I won’t mention every story but here are some of the highlight:

Alan Baxter’s ‘Shadows of The Lonely Dead’ kicks off the collection strongly, with a melancholy meditation on the grief and isolation of the terminally ill, shot through with a strong sense of empathy and righteous indignation. Anna Reith follows with ‘Taming the Stars’, in which a drug deal goes insanely badly for a couple of grubby Parisian chancers. I loved Chris Limb’s nightmarish bureaucrat in ‘Ministry of Outrage’, which has a horribly plausible conspiratorial heart. Stacey Larner’s ‘Shades of Memory’ is a grim post-apocalyptic ghost story which I felt a personal connection to (it’s set in a small highway township not far from where I was born). Legendary horror writer Ramsey Campbell offers up a nice take on a classic claustrophobic nightmare scenario in ‘Digging Deep’. Tom Dullemond’s ‘Would to God That We Were There’ is a wonderfully creepy account of a doomed space mission. Angela Slatter closes out the anthology with another suspenseful encounter in the wake of an unspecified apocalypse in ‘The Way of All Flesh’ (it’s delightfully nasty).
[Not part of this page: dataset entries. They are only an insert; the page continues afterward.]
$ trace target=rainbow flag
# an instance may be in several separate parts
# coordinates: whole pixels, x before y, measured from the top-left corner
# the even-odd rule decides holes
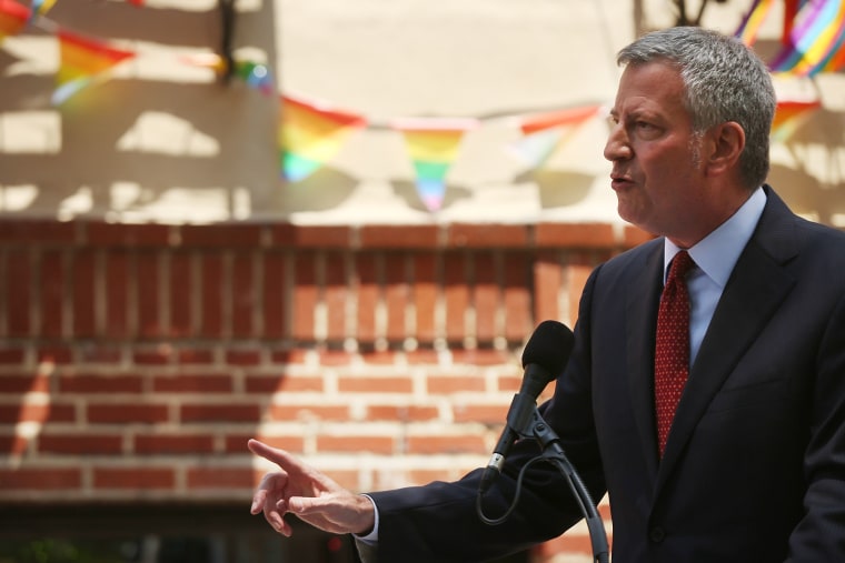
[[[59,105],[95,80],[103,80],[127,59],[131,51],[116,49],[103,42],[59,30],[60,64],[52,103]]]
[[[43,16],[53,7],[56,0],[32,0],[32,16]]]
[[[30,9],[14,0],[0,0],[0,41],[17,36],[29,21]]]
[[[778,101],[775,119],[772,121],[772,140],[786,141],[821,107],[822,102],[818,100],[809,102]]]
[[[743,18],[739,29],[734,34],[748,47],[753,46],[757,41],[759,28],[766,21],[766,17],[772,11],[774,3],[775,0],[754,0],[754,3],[748,9],[748,13]]]
[[[414,163],[417,193],[429,211],[438,211],[446,194],[446,173],[458,155],[464,133],[477,127],[474,119],[400,119],[394,129],[405,138]]]
[[[813,77],[836,70],[837,51],[845,43],[843,0],[809,0],[798,9],[784,48],[769,64],[772,72]]]
[[[308,178],[334,157],[349,133],[367,120],[327,104],[281,95],[281,170],[286,180]]]
[[[524,118],[519,125],[523,138],[509,145],[510,152],[530,168],[540,167],[600,108],[584,105]]]

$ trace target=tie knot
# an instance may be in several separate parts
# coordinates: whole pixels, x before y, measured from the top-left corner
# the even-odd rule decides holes
[[[669,275],[666,279],[666,284],[668,285],[675,279],[683,280],[686,278],[686,274],[694,265],[695,262],[693,262],[693,258],[686,250],[682,250],[675,254],[675,258],[672,259],[672,265],[669,267]]]

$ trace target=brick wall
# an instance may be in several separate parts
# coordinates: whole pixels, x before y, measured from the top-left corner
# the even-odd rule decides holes
[[[455,479],[486,462],[527,335],[571,325],[589,271],[644,239],[0,222],[0,502],[246,506],[269,469],[251,436],[352,490]]]

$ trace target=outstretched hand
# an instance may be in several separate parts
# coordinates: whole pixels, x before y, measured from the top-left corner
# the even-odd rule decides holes
[[[366,534],[375,523],[372,502],[341,487],[318,470],[285,450],[250,440],[249,450],[276,463],[279,471],[268,473],[252,495],[250,512],[264,512],[267,522],[282,535],[290,536],[287,512],[315,527],[335,534]]]

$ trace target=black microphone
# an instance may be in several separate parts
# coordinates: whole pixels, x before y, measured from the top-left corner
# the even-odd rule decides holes
[[[510,446],[533,418],[537,398],[546,385],[564,371],[574,345],[573,331],[557,321],[543,321],[528,339],[523,351],[523,384],[510,403],[507,424],[484,470],[479,492],[486,492],[501,474]]]

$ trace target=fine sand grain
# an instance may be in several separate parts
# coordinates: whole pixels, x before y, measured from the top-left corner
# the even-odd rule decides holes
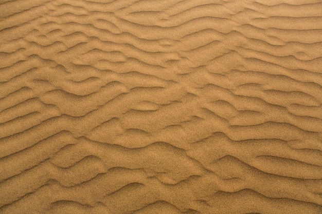
[[[0,0],[0,213],[322,213],[322,1]]]

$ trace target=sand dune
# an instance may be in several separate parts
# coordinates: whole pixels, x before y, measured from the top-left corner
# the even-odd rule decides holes
[[[0,16],[0,213],[322,213],[321,1]]]

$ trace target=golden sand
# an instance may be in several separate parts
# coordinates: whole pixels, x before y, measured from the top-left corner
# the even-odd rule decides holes
[[[0,213],[322,213],[321,0],[0,0]]]

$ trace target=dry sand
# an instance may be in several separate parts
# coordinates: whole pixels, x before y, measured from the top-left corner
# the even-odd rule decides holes
[[[1,213],[322,213],[321,0],[0,16]]]

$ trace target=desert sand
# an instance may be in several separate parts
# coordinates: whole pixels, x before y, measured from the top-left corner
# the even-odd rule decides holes
[[[322,213],[321,0],[0,16],[0,213]]]

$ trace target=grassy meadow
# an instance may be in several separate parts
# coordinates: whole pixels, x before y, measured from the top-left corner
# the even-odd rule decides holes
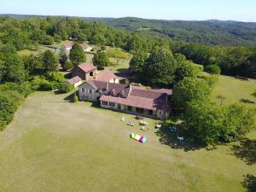
[[[249,82],[220,79],[212,98],[230,89],[226,103],[253,99]],[[247,191],[245,176],[256,172],[256,131],[247,143],[184,148],[170,140],[168,129],[154,128],[156,120],[147,119],[144,132],[132,115],[67,96],[33,93],[0,132],[0,191]],[[146,143],[131,140],[131,132],[146,136]]]

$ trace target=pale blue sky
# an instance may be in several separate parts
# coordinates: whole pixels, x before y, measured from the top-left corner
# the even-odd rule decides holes
[[[1,14],[256,22],[256,0],[0,0]]]

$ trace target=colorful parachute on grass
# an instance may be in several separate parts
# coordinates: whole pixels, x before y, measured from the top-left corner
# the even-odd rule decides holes
[[[134,134],[133,132],[131,133],[131,138],[137,141],[137,142],[140,142],[140,143],[144,143],[147,140],[147,137],[143,137],[143,136],[140,136],[138,134]]]

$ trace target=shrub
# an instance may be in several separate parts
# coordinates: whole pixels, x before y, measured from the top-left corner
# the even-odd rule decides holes
[[[40,90],[52,90],[52,84],[46,79],[42,79],[40,87]]]
[[[47,80],[51,84],[51,90],[60,89],[66,80],[64,75],[58,72],[49,72],[47,73]]]
[[[65,71],[67,71],[67,70],[69,70],[69,69],[72,69],[73,67],[73,64],[72,64],[71,61],[66,61],[65,64],[64,64],[64,66],[63,66],[63,69],[64,69]]]
[[[32,92],[32,84],[25,81],[22,84],[8,82],[0,85],[0,91],[16,90],[24,96],[27,96]]]
[[[61,42],[61,36],[58,34],[55,34],[54,39],[55,42]]]
[[[220,74],[220,67],[218,65],[209,65],[205,68],[206,72],[211,74]]]
[[[51,36],[45,35],[45,37],[44,37],[44,38],[39,43],[45,45],[52,45],[55,41]]]
[[[15,90],[0,93],[0,130],[4,130],[12,121],[14,113],[23,98],[23,96]]]
[[[106,50],[106,49],[107,49],[107,47],[106,47],[105,45],[102,45],[102,46],[101,46],[101,49],[102,49],[102,50]]]
[[[73,90],[73,84],[62,84],[61,88],[59,89],[60,93],[68,93]]]
[[[77,96],[77,95],[74,95],[74,96],[73,96],[73,102],[79,102],[79,97]]]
Honestly I feel bad skipping over the stories I didn’t cover. The ones I was least interested in were still strong pieces, and overall the quality was impressively high. There’s little outright horror here, but there’s plenty of grist for a few quality bad dreams as a result of a late-night dip into Suspended in Dusk.

(Disclaimer: This collection was edited by a friend of mine, so take my review with the usual grain of salt. That said, if I didn’t like it, I would just have quietly not written a review).